MA: Exactly. So I think they will want—I mean, you guys you got your Office, you got your Exchange in sync, and all that good stuff. You got SharePoint, too, all that stuff. So you could bring it into the enterprise and support it, but I think they want the consumer to bring it in. This is just my personal opinion. I don't know what their status is, but I think they want the consumer to bring it in. Get the consumer going, and then they'll bring it into the enterprise, and then it will be a lot easier.

CF: So Microsoft has always had this business market for phone devices, Windows Phone. Is that market still as big as it ever was? Is it bigger? Is it hopeless? Give me a sense of that market.

MA: You're talking about the previous version, right?

CF: Yeah. I'm talking about Microsoft's dominance in the past in business phone software.

MA: Yeah. In terms of the ruggedized market, I think it's still there. We just send their staff a Windows Mobile 5.0 project.

RC: Wow.

MA: Yeah, exactly. So people are still using—like in the enterprise, a fairly ruggedized utility company, people are still using Windows Mobile 5.0. They're starting to transition to Windows Mobile 6.0.

CF: You think we'll see ruggedized WP7s?

MA: I don't think so. I think you'll see some of the features from WP7, say maybe the Silverlight or anything like that coming over but I don't think you'll see the Metro UI in a ruggedized environment because if you think about it it's guys out on the field taking meter readings, I don't think they care about animation. They just want to get their job done and get back to the office and try to pass the time and go.

CF: What about the future of the business market for Windows Phone 7.0? What do you think?

MA: The business market for Windows Phone 7.0 not ruggedized, I think it will be there. I think you will start seeing companies building enterprise line-of-business apps on Windows Phone 7.0. Ruggedized, you're not going to see it.

CF: Yeah.

RC: The problem is that, and I'm putting on my IT hat right now because I wear that every so often, Windows Phone 6.0 is still a far better enterprise mobile device. It can join domains, it can apply group policy, like there are all these things that we had in 6.0 and 6.5, but we still don't have in 7.0.

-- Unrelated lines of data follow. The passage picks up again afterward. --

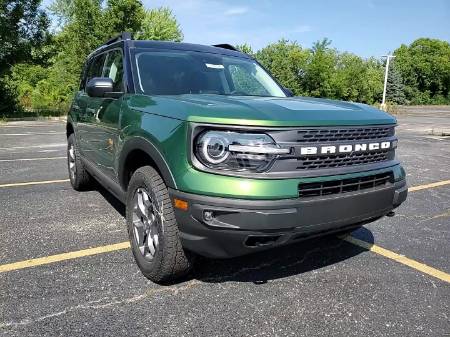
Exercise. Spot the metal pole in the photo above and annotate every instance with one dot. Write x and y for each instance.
(388, 58)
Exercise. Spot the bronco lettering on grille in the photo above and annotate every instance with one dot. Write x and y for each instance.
(345, 148)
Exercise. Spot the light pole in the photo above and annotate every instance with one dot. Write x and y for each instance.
(388, 58)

MA: Exactly. And I think these differ in movement just because of the resource. We try to develop it and try to test it. I think the biggest complaint is, hey, we had it in 6.0, why can't you just bring it over?

RC: Right.

MA: But Windows Phone 7.0, from my understanding, is a rewrite.

RC: Yeah. So it's not that they took it out, it's that they haven't built it yet, and they're going to have to rebuild all those features.

MA: Exactly.

RC: And the fact that it's not in Mango means at least another full year, sometime late in 2012 to even consider it.

MA: Yeah, and maybe that's when their hope is that they'll start getting into the enterprise. Well, the phones will start to be brought into the enterprise.

There's much more! You can find the full interview at www.dotnetrocks.com/default.aspx?showNum=665.

Richard Campbell and Carl Franklin (both Microsoft Regional Directors) are the voices and brains behind .NET Rocks! (http://www.dotnetrocks.com/). They interview experts to bring you insights into .NET technology and the state of software development. They’re more than dry technical interviewers—they have fun!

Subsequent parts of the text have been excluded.